After I typed this, I came to realize that maybe you should just skip to the final paragraph, then if you want to, you can read the rest to see the rationale.
I have the new code up, and it certainly makes me rethink the premises of my original "outrageous" request. I see now that using all the categories complicates the problems immensely if we are trying to distinguish between poetry and prose; for example, a poem is categorized as creative writing, so when it is listed under creative writing, along with , say an essay, which is also creative writing, they both come off as prose, and we have no way to differentiate. I think that differentiation in that case is actually too complicated.
Another issue is that when the poetry category or any category listed in the array for slashes etc come up, the depiction in the final result comes out with the line-breaks in, so that the slash is not needed. To clarify: here is poetry correctly quoted with line breaks:
blah blah blah,
blah blah blah,
blah blah blah. . . no quotation marks, no slashes needed.
here is poetry correctly quoted without line breaks: "blah blah blah, / blah blah blah, / blah blah blah . . ." the slashes show the line breaks, which are needed because the line breaks are significant in poetry, unlike prose.
This is sort of like the use of the apostrophe. So many people misuse it that it is safer not to use it than to use it.
Conclusion: I really like the control over the number of words in prose that comes off really well.
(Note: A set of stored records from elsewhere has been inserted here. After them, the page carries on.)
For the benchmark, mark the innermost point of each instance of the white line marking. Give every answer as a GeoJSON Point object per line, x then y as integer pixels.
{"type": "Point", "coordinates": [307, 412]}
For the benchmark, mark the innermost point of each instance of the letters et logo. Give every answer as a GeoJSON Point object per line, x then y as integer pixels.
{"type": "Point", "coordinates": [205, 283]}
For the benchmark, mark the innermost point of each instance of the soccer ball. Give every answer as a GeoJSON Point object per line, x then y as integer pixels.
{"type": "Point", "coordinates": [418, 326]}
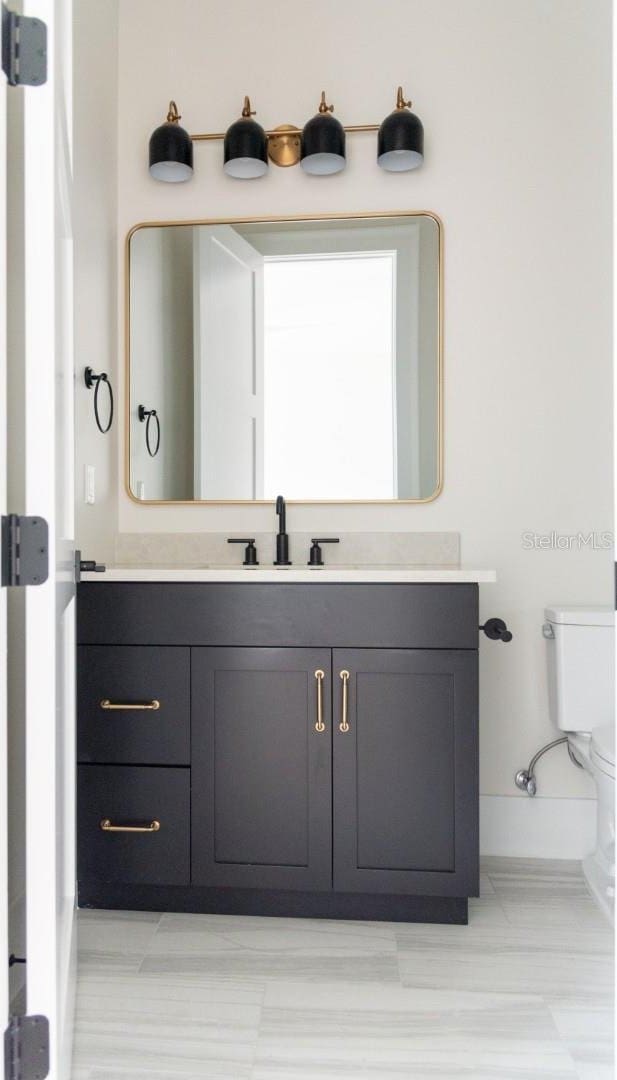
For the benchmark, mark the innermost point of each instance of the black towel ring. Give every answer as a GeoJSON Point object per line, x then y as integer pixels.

I like the way the actual poetry categories can be set to show the line breaks; I think if all entries showed line breaks, not just poetry, that would solve everything, and the slashes would not be needed. All one would have to do to make it work reasonably would be to reach a reasonable compromise between number of words and amount of poetry and prose one wants to show. So: no slashes, yes line breaks, yes word count. Does that make sense?